1 Maret Tarif Harga Listrik Turun Rp.52/VA

oleh -

SURABAYA – Tarif harga listrik kapasitas 900 VA jenis non subsidi atau untuk rumah tangga mampu akan menurun. Namun penurunan tarif tersebut hanya di satu jenis kapasitas tegangan saja, sedangkan untuk kapasitas 1300 VA atau 450 VA tarif tetap.

Hal tersebut diutarakan oleh Dwi Suryo Abdullah Manager KAH PLN UIN Jatim, kenapa penurunan hanya di lakukan di tegangan 900 VA non subsidi saja? “Untuk 900 VA bersubsidi sudah ada potongan tarif harganya, sedangkan untuk 1300 VA tergolong listrik tegangan rumah tangga mewah sehingga tidak ada potongan harga,” ujarnya

Ditambahkan oleh Dwi Suryo Abdullah untuk nominal penurunan tarif harga listrik dari harga Rp.1.352 / VA menjadi Rp.1.300 / VA, dan akan ditetapkan pada tanggal 1 Maret 2019 lusa.

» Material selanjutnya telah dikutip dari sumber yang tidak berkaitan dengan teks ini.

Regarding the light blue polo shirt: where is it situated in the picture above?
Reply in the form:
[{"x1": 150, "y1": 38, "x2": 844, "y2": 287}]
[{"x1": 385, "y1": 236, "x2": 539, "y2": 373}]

Pendukung turunya tarif harga disebabkan harga minyak dunia menurun, sehingga konsumsi bahan bakar yang dipergunakan untuk pembangkit listrik bernilai turun.

Dan juga didukung dengan menguatnya nilai rupiah, diangka Rp. 13.000 an / dollar Amerika.

Pelanggan yang mengunakan daya 900 VA untuk non subsidi sudah mencapai angka 21 Juta se Indonesia.

Untuk pelanggan yang mengunakan daya 900 VA non subsidi diketahui berjumlah 20 % dari total semua pelanggan listrik untuk kategori rumah tangga.

Saat dipertanyakan, untuk potongan tarif tersebut apa pihak PLN tidak mengalami kerugian?. Kembali Dwi Suryo Abdullah memberikan keterangan, langkah langkah untuk menghindari penurunnya pendapatan PLN terkait program potongan tarif daya listrik, dengan melakukan menyeimbangkan dan susut jaringan khususnya Jatim sendiri.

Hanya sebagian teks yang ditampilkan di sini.